Di sisi lain, Rayyan Witjaksono, seorang duda kaya yang terluka oleh pengkhianatan istrinya akibat kondisi impoten yang dialaminya. Pasrah dengan nasibnya, sang ibu berinisiatif mencarikan pendamping hidup yang tulus, yang mau menerima segala kekurangannya. Takdir mempertemukan sang ibu dengan Inara,ia gigih berjuang agar Inara bersedia menikah dengan Rayyan.
Akankah Inara, mau menerima Rayyan Witjaksono dan memulai babak baru dalam hidupnya, lengkap dengan segala kerumitan masa lalu mereka?

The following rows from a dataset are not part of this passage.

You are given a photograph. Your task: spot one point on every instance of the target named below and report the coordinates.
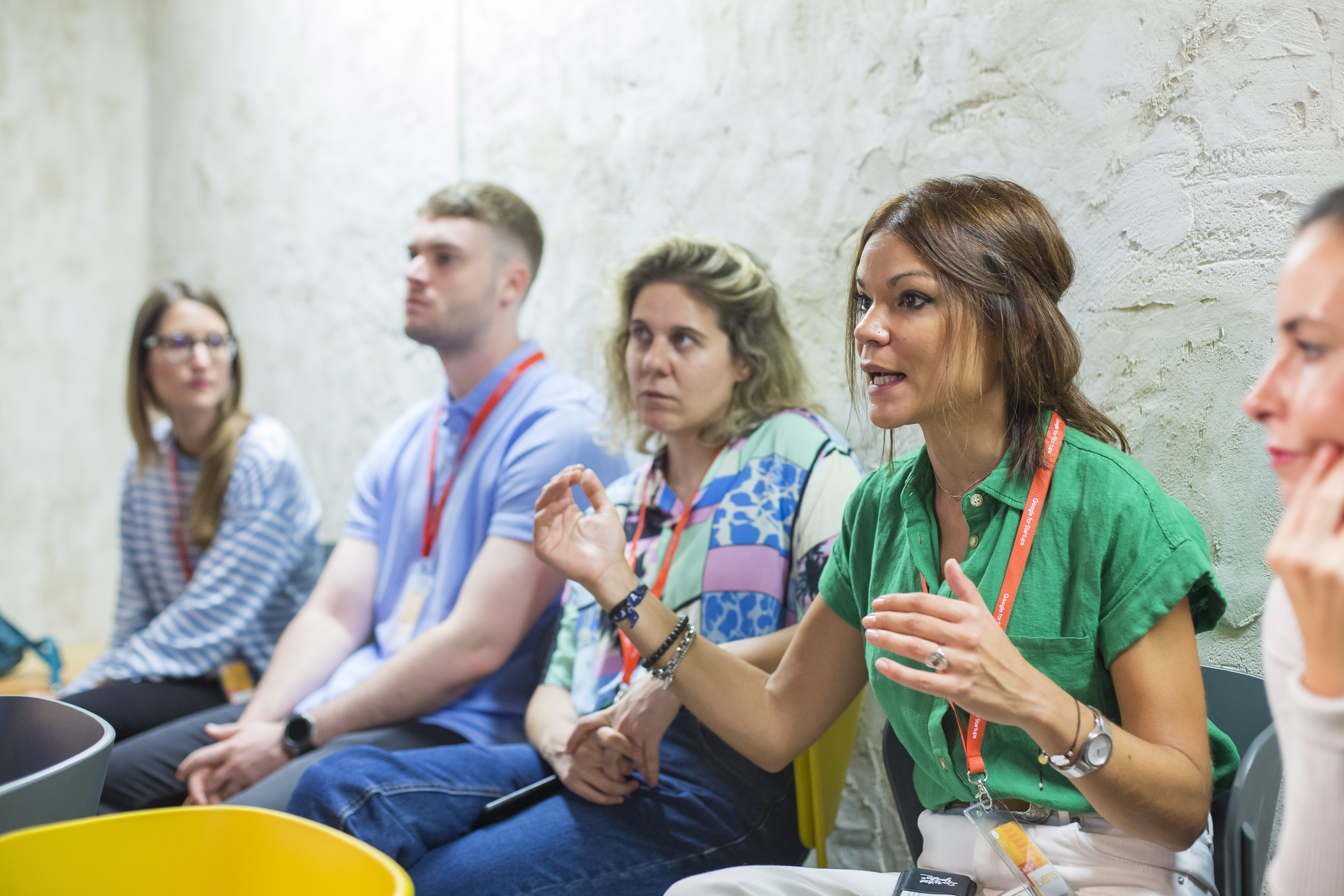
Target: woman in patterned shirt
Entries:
(218, 527)
(730, 524)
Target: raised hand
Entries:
(986, 674)
(1308, 555)
(585, 547)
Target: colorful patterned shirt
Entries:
(751, 557)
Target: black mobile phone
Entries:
(517, 801)
(921, 882)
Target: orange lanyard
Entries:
(1013, 578)
(629, 655)
(435, 511)
(179, 539)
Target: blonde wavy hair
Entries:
(738, 288)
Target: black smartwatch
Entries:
(299, 734)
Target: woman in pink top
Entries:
(1300, 400)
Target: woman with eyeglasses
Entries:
(218, 527)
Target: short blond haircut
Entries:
(496, 207)
(746, 302)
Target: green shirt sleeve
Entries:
(560, 674)
(1159, 555)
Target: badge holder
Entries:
(237, 682)
(418, 584)
(1007, 837)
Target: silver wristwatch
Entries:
(1092, 755)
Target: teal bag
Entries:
(13, 644)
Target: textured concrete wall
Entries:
(1175, 142)
(74, 138)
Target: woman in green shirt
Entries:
(957, 330)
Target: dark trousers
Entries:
(132, 707)
(711, 809)
(143, 770)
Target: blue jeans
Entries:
(711, 809)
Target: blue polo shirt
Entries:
(543, 424)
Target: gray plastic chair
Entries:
(53, 761)
(1244, 817)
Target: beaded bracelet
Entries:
(677, 633)
(666, 674)
(626, 609)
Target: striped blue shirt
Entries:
(248, 585)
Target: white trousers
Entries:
(1093, 858)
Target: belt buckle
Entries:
(1034, 815)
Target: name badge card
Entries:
(1018, 850)
(418, 584)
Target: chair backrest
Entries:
(819, 780)
(1237, 704)
(901, 778)
(1242, 819)
(53, 761)
(207, 851)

Karya ini diterbitkan atas izin NovelToon Eli Priwanti, isi konten hanyalah pandangan pribadi pembuatnya, tidak mewakili NovelToon sendiri
Keputusan yang berat
Setelah berhasil menghubungi Nyonya Martha, Bu Farida merasa sedikit lega. Suasana koridor Rumah Sakit yang dingin ditambah aroma antiseptik yang cukup menyengat, membuat Bu Farida sempat berpikir yang tidak-tidak.
"kenapa Martha langsung setuju mau membantu Inara, bahkan aku belum menjelaskan semuanya padanya soal kondisi Daffa, eh main tutup saja teleponnya! sudahlah... Semoga dia benar-benar tulus membantu Inara tanpa syarat apapun." gumamnya pelan.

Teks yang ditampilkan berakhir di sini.